Processes for the conversion of coal and other hydrocarbons, such as natural gas, to a gaseous mixture consisting essentially of hydrogen and carbon monoxide and/or dioxide are well known. Those of major importance depend either on the partial combustion of the fuel with an oxygen-containing gas or on the high temperature reaction of the fuel with steam, or on a combination of these two reactions. An excellent summary of the art of gas manufacture, including synthesis gas, from solid and liquid fuels is given in Encyclopedia of Chemical Technology, edited by Kirk-Othmer, Second Edition, Volume 10, pages 353-433 (1966), Interscience Publishers, New York, N.Y.

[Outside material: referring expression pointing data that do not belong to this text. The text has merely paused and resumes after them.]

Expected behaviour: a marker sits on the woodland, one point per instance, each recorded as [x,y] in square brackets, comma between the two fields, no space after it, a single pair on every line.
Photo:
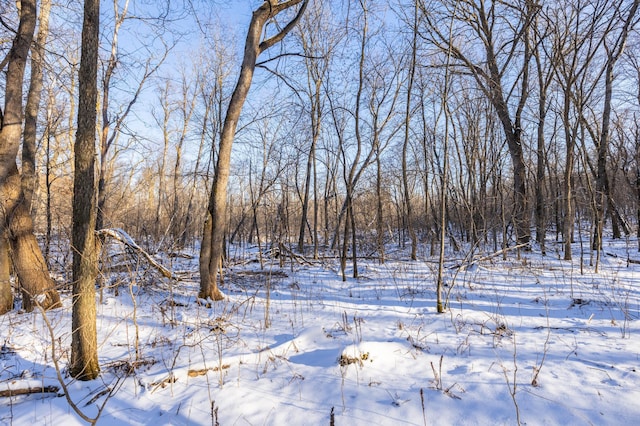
[213,151]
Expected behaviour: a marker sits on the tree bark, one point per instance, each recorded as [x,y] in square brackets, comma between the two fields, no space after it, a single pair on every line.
[602,184]
[84,345]
[33,105]
[211,255]
[6,296]
[36,284]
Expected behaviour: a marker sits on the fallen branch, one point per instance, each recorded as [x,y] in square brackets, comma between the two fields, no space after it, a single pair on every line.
[8,393]
[124,238]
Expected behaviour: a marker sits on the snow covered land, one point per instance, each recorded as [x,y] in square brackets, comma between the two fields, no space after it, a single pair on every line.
[532,340]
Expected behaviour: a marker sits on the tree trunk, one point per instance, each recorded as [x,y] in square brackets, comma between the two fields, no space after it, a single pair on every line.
[602,184]
[405,144]
[27,257]
[84,345]
[33,104]
[211,256]
[6,296]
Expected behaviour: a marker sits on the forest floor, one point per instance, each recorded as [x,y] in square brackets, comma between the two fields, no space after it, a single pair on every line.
[532,340]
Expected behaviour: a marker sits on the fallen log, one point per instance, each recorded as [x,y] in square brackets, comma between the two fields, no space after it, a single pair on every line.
[8,393]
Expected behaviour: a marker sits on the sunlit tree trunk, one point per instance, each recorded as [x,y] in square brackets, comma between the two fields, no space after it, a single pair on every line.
[33,105]
[216,221]
[15,220]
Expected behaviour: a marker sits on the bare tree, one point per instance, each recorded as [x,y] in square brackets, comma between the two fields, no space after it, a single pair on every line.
[84,344]
[33,105]
[215,224]
[614,50]
[15,221]
[500,43]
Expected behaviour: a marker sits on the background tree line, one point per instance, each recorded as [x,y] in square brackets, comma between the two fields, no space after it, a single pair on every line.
[410,125]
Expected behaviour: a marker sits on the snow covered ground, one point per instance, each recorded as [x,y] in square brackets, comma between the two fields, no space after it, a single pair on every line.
[535,340]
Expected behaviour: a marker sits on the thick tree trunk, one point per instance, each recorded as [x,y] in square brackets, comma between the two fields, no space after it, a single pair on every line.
[14,216]
[6,296]
[211,256]
[84,345]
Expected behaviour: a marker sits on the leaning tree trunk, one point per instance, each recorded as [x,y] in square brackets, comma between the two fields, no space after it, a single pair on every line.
[84,345]
[216,223]
[36,284]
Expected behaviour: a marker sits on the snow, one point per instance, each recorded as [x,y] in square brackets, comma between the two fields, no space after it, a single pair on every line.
[537,340]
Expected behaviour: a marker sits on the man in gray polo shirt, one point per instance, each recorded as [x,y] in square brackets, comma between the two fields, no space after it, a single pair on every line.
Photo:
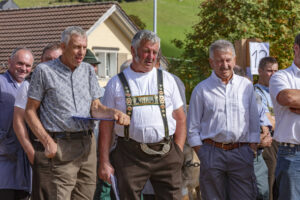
[60,89]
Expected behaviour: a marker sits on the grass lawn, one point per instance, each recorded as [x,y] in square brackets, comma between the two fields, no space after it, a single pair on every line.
[174,17]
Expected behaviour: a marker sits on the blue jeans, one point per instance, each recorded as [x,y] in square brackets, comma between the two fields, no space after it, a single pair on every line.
[288,173]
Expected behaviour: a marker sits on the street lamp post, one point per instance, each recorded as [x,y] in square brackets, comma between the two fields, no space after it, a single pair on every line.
[155,16]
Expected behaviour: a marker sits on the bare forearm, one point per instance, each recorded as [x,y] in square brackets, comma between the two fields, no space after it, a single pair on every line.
[36,126]
[289,97]
[180,132]
[101,111]
[104,140]
[272,120]
[21,131]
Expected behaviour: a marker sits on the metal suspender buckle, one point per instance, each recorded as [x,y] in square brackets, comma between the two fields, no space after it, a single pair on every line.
[148,150]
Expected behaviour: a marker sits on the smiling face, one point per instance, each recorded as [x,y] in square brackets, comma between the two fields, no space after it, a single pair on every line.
[266,73]
[74,52]
[145,58]
[51,54]
[222,63]
[20,65]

It is also well known that synthesis gas will undergo conversion to reduction products of carbon monoxide, such as hydrocarbons, at from about 300.degree. F. to about 850.degree. F., under from about one to one thousand atmospheres pressure, over a fairly wide variety of catalysts. The Fischer-Tropsch process, for example, which has been most extensively studied, produces a range of liquid hydrocarbons, a portion of which have been used as low octane gasoline. Catalysts that have been studied for this and related processes include those based on iron, cobalt, nickel, ruthenium, thorium, rhodium and osmium, or their oxides.
Recently, it has been discovered that the conversion of synthesis gas into valuable products can be greatly enhanced by employing a special type of crystalline aluminosilicate zeolite exemplified by ZSM-5 in admixture with a carbon monoxide reduction catalyst. Thus, for example, in U.S. Pat. No. 4,086,262, there is disclosed a process for the conversion of syngas by passing the same at elevated temperature over a catalyst which comprises an intimate mixture of a Fischer-Tropsch component and a special type of zeolite such as ZSM-5. Said patent points out that the products produced are hydrocarbon mixtures which are useful in the manufacture of heating oil, high octane gasoline, aromatic compounds, and chemical intermediates.
Although U.S. Pat. No. 4,086,262 is primarily directed to multi-practice composite catalysts, i.e. the crystalline aluminosilicate component (one particle) is physically admixed with the Fisher-Tropsch component (another particle), nevertheless, Example 5 of said patent does disclose an iron-impregnated ammonium exchanged ZSM-5 in an alumina matrix.
As can well be appreciated, the patent and technical literature relating to the Fischer-Tropsch process, is, indeed, extensive and the various catalysts reported in the prior art have been used by themselves as well as in admixture with catalytically inactive supports such as kieselguhr. Although the reasons for using catalytically inactive supports have varied, nevertheless, it would appear that one reason for using the same was that it resulted in increased surface area of the Fischer-Tropsch component upon which it was deposited or admixed and that it also aided in controlling the heat-requirements of the overall exothermic reactions.